|Sharpening Your Trading Skills: The Relative Strength Index (RSI)
By Jim Wyckoff
One of the more popular computer-generated technical indicators is the Relative Strength Index (RSI) oscillator. (An oscillator, defined in market terms, is a technical study that attempts to measure market price momentum—such as a market being overbought or oversold.)
I’ll define and briefly discuss the RSI, and then I’ll tell you how I use it in my market analysis and trading decisions.
The Relative Strength Index (RSI ) is a J. Welles Wilder, Jr. trading tool. The main purpose of the study is to measure the market's strength or weakness. A high RSI, above 70, suggests an overbought or weakening bull market. Conversely, a low RSI, below 30, implies an oversold market or dying bear market. While you can use the RSI as an overbought and oversold indicator, it works best when a failure swing occurs between the RSI and market prices. For example, the market makes new highs after a bull market setback, but the RSI fails to exceed its previous highs.
Another use of the RSI is divergence. Market prices continue to move higher/lower while the RSI fails to move higher/lower during the same time period. Divergence may occur in a few trading intervals, but true divergence usually requires a lengthy time frame, perhaps as much as 20 to 60 trading intervals.
Selling when the RSI is above 70 or buying when the RSI is below 30 can be an expensive trading system. A move to those levels is a signal that market conditions are ripe for a market top or bottom. But it does not, in itself, indicate a top or a bottom. A failure swing or divergence accompanies the best trading signals.
The RSI exhibits chart formations as well. Common bar chart formations readily appear on the RSI study. They are trendlines, head and shoulders, and double tops and bottoms. In addition, the study can highlight support and resistance zones.
How I employ the RSI
As you just read above, some traders use these oscillators to generate buy and sell signals in markets-—and even as an overall trading system. However, I treat the RSI as just one trading tool in my trading toolbox. I use it in certain situations, but only as a “secondary” tool. I tend to use most computer-generated technical indicators as secondary tools when I am analyzing a market or considering a trade. My “primary” trading tools include chart patterns, fundamental analysis and trend lines.
Oscillators tend not to work well in markets that are in a strong trend. They can show a market at either an overbought or oversold reading, while the market continues to trend strongly. Another example of oscillators not working well is when a market trades into the upper boundary of a congestion area on the chart and then breaks out on the upside of the congestion area. At that point, it’s likely that an oscillator such as the RSI would show the market as being overbought and possibly generate a sell signal—when in fact, the market is just beginning to show its real upside power.

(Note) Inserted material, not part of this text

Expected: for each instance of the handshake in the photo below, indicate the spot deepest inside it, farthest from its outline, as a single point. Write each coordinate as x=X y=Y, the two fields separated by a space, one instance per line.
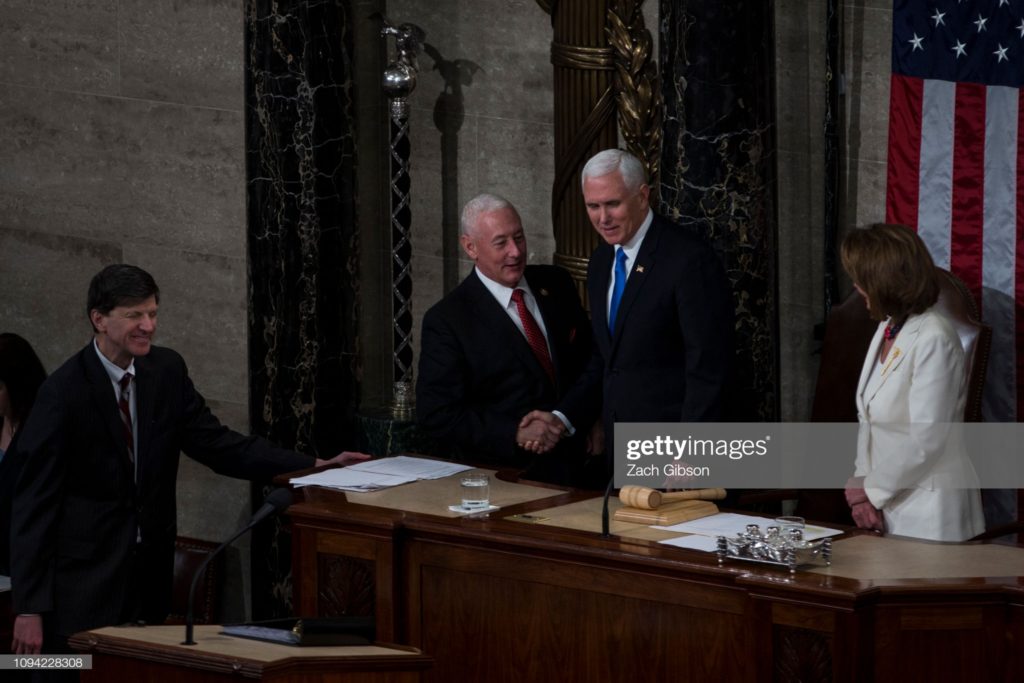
x=540 y=431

I do look at oscillators when a market has been in a decent trend for a period of time, but not an overly strong trend. I can pretty much tell by looking at a bar chart if a market is “extended” (overbought or oversold), but will employ the RSI to confirm my thinking. I also like to look at the oscillators when a market has been in a longer-term downtrend. If the readings are extreme-—say a reading of 10 or below on the RSI-—that is a good signal the market is well oversold and could be due for at least an upside correction. However, I still would not use an oscillator, under this circumstance, to enter a long-side trade in straight futures, as that would be trying to bottom-pick.
Oscillators are not perfect and are certainly not the “Holy Grail” that some traders continually seek. However, the RSI is a useful tool to employ under certain market conditions.